Reform that isn’t Reform

Texas legislators have introduced a pair of bills aimed at reforming the state’s eminent domain laws. According to Rep. DeWayne Burns, one of the sponsors of the House version of the reform, “HB 991 will ensure Texas property owners are respected partners in building our critical infrastructure while preserving our strong tradition of property rights.” Sadly, Burns and other supporters of these bills are very much mistaken.

The right to property means the freedom to create, attain, use, keep, trade, and dispose of material values. It pertains to freedom of action in regard to “stuff.” The proposed bills do nothing to protect this precious freedom.

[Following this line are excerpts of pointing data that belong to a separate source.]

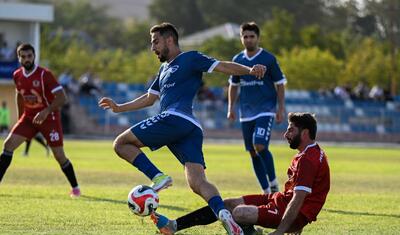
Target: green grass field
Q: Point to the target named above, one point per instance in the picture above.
(364, 196)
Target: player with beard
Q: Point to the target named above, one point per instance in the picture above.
(289, 211)
(258, 104)
(177, 82)
(39, 98)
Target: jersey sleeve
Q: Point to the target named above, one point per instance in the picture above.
(203, 63)
(306, 174)
(50, 82)
(277, 76)
(155, 86)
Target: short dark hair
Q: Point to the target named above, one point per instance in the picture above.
(250, 26)
(166, 29)
(25, 47)
(304, 121)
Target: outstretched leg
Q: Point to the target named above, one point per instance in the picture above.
(197, 181)
(127, 146)
(68, 169)
(10, 144)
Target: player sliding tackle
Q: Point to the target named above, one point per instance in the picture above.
(177, 82)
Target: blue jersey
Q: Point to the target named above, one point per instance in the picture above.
(258, 97)
(178, 81)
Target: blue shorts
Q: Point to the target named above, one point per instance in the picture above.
(257, 131)
(182, 137)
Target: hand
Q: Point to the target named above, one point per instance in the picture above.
(279, 116)
(258, 70)
(108, 103)
(231, 116)
(41, 116)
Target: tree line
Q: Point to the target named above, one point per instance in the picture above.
(319, 44)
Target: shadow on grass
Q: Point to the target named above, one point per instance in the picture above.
(99, 199)
(360, 213)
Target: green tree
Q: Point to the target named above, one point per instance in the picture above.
(279, 33)
(367, 63)
(184, 14)
(310, 68)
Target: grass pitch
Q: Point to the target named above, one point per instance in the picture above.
(364, 196)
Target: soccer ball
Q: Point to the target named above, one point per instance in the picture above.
(142, 200)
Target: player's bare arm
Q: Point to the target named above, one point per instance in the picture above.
(280, 114)
(232, 96)
(60, 98)
(291, 211)
(143, 101)
(232, 68)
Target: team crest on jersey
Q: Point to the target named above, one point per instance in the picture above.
(167, 72)
(36, 83)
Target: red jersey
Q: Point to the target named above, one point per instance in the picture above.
(37, 89)
(309, 171)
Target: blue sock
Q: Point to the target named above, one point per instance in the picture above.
(268, 161)
(216, 204)
(146, 166)
(259, 169)
(5, 161)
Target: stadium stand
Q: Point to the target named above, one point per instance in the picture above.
(339, 119)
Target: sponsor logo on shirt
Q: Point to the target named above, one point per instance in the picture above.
(251, 83)
(36, 83)
(168, 71)
(168, 85)
(150, 121)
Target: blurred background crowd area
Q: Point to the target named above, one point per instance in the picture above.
(340, 58)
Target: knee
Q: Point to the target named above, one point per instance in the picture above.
(117, 145)
(196, 185)
(259, 147)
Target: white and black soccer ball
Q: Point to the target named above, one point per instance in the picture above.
(143, 200)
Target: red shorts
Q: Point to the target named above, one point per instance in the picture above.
(271, 208)
(51, 129)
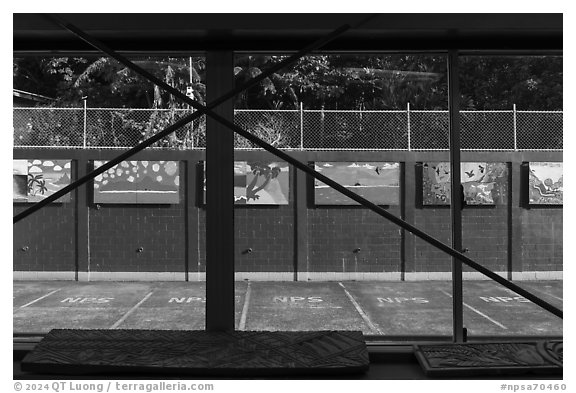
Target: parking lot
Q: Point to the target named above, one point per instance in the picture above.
(377, 308)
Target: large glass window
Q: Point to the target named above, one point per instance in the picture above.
(122, 251)
(367, 122)
(127, 250)
(511, 141)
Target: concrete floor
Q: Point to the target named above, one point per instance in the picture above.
(375, 308)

Sen. Lois Kolkhurst, who filed the Senate version, said, “I have filed SB 421 to see that the eminent domain process used by private entities is fair, transparent and that those entities are held accountable when they take private land.” Kolkhurst didn’t explain how transparency and accountability will protect property rights.

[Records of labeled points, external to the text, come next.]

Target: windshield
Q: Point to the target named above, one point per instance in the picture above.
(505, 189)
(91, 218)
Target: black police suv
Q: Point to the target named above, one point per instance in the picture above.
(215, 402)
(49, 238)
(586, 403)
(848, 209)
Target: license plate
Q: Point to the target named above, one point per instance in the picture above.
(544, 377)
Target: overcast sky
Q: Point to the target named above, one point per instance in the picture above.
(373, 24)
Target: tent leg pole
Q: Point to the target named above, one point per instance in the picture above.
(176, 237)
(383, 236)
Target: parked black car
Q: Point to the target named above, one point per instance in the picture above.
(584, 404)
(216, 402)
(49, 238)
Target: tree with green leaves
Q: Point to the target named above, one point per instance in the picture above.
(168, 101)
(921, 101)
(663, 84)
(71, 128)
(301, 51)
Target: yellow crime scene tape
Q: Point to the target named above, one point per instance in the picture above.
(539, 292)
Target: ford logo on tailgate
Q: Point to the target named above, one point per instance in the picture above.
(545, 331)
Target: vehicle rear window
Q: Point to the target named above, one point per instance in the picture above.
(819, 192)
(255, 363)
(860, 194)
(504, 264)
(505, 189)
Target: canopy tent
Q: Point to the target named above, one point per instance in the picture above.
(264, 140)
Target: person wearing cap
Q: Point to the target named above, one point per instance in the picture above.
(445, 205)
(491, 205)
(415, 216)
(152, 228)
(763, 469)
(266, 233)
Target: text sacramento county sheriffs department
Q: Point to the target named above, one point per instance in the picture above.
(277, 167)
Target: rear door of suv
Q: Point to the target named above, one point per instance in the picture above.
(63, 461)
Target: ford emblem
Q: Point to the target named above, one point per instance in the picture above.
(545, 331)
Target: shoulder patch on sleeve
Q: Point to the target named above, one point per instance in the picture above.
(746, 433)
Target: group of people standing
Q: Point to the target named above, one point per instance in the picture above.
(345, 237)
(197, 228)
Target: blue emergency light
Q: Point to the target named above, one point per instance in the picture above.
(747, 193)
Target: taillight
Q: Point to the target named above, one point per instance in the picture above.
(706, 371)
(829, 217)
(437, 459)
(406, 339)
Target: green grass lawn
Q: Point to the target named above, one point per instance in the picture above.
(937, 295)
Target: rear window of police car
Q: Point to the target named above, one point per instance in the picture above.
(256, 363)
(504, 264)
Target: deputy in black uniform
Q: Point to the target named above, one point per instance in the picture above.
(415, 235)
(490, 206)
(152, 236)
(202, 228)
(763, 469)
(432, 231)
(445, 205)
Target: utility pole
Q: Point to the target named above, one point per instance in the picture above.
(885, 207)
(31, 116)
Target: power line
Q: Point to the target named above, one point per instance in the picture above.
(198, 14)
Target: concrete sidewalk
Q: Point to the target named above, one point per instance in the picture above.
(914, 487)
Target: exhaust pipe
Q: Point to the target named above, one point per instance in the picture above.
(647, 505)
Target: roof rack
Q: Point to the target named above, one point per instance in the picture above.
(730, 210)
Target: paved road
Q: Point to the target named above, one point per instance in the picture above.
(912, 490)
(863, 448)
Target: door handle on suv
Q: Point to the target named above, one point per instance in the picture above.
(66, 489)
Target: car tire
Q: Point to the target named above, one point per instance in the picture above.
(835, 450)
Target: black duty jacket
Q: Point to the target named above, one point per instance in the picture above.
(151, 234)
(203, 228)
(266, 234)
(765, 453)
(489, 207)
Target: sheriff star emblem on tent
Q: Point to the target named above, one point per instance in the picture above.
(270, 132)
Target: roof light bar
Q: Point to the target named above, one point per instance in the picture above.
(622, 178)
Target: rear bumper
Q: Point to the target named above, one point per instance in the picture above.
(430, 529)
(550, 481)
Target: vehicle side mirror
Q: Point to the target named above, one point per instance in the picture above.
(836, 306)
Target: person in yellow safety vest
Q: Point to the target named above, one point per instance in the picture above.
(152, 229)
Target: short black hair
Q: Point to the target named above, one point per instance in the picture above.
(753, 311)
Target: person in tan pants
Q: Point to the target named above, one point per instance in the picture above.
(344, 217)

In truth, so long as private entities can take private land, property rights are not protected. If an entity–any entity–can seize private property, then the owner cannot trade or dispose of his property as he chooses. He is forced to “sell,” regardless of his own choices or desires. And the proposed “reforms” do nothing to change this.

Requiring more transparency in the process doesn’t change the fact that eminent domain is invoked when an owner won’t voluntarily sell. Demanding more accountability in the process doesn’t change the fact that if an owner is forced to sell his land, his right to property has been violated.

If legislators truly want to protect property rights, they would begin by removing the authority of private entities to use eminent domain. Until they do that, any attempts at reform are nothing more than rearranging deck chairs on the Titanic.